We hear about financial institutions conducting stress tests to assure they have the needed capital and processes in place to weather another crisis in the global financial community. How many organizations test their operational business processes to assure they can withstand serious stress?
Delta Air Lines is probably wishing it had stress tested its staffing procedures prior to last month’s severe weather that forced the cancellation or delay of thousands of flights. The weather events that led to the crippling of Delta’s crew-scheduling system were not “black swan” type occurrences, but it was unusual that there were three back-to-back-to-back severe storms that had a cascading impact on the airline’s ability to keep up with crew-schedule changes and to communicate with crew members about revised assignments.
Which of your key business processes are exposed?
Delta experienced a breakdown in one its most vital business processes—crew scheduling. Could your organization experience something similar to one or more of its key processes? A good time to ask that question is once the annual review of your enterprise risk management process is completed for the year.
Chances are, your organization already has in place an assessment process to review the effectiveness of the mitigation procedures to address individual risks; however, you’ll probably want to examine whether your ERM program can address interrelated risks or a rolling threat such as moving weather fronts like the ones that hit Delta so hard.
Weather is not the only example of the potentially calamitous, cumulative impact of risks. Another example is the impact on supply chain of a single event or series of events, particularly for parts of your supply chain that are n-levels down the chain. Civil unrest or a labor dispute that impacts multiple nodes of your supply chain, or a shipping interruption from/to a major port, can cascade throughout your organization.
How to execute a basic stress test
To execute a simple stress test, you should first validate the risk matrix and identify the interrelatedness of each risk so that you can identify the potential for cascading or exacerbated events. Once the cross-risk relationships are captured, often in a desktop exercise, you then simulate the triggering of one risk after another to evaluate the impacts.
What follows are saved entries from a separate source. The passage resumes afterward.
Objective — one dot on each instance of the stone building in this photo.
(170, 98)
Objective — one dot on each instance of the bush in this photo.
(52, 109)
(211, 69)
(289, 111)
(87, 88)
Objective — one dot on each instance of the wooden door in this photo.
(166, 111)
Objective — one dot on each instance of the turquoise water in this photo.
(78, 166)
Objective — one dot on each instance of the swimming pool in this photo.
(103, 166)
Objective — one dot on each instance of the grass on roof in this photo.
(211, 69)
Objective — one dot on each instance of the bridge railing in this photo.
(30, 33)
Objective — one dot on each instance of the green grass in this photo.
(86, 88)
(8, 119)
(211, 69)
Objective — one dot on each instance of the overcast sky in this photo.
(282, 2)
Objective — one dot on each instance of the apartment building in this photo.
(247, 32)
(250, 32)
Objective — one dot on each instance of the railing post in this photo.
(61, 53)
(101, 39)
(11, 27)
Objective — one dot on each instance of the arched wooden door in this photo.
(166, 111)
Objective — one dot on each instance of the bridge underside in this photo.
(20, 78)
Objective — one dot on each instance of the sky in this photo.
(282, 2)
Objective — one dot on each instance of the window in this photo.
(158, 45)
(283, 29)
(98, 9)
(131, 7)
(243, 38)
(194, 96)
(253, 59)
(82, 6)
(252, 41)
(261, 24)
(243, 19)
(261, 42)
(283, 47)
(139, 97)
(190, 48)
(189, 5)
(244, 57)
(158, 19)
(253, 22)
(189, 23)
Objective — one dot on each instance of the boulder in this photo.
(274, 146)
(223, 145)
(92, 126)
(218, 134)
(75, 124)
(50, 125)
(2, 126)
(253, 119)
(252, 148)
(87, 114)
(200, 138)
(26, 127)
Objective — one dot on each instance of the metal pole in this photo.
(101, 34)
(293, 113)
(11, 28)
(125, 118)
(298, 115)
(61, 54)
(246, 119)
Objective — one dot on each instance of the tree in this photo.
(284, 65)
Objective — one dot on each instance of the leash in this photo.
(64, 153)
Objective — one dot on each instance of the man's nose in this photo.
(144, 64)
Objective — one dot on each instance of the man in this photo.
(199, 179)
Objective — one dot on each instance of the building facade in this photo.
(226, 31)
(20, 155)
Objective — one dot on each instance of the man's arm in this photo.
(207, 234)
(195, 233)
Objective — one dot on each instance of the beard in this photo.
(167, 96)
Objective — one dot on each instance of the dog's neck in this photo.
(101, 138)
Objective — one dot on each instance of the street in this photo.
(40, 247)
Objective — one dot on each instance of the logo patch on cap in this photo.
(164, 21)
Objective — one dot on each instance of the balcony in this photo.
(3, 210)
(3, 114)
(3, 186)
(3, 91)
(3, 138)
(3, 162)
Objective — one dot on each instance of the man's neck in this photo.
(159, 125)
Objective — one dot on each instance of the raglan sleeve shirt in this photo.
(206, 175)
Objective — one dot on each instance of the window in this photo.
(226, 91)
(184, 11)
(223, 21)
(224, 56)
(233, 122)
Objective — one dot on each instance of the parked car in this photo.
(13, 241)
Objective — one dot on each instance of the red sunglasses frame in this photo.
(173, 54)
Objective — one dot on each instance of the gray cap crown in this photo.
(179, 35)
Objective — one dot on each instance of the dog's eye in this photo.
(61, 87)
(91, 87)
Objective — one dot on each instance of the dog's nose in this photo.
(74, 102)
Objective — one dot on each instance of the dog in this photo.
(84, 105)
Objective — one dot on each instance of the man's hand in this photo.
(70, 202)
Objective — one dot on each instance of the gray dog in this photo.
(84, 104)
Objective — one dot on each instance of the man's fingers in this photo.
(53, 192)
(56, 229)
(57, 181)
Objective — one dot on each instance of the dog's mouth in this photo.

In one experience, we conducted this exercise on a monthly basis using scripted scenarios, adding new risk impacts as the exercise went along. This approach added a “game” atmosphere to each exercise; it also allowed us to include changes in company operations or structure to the scenarios, as well as near-real time social events, adding an element of real life to the exercise.
Conducting stress tests of your key business processes is a chance to review your ERM process and to learn from the Delta experience.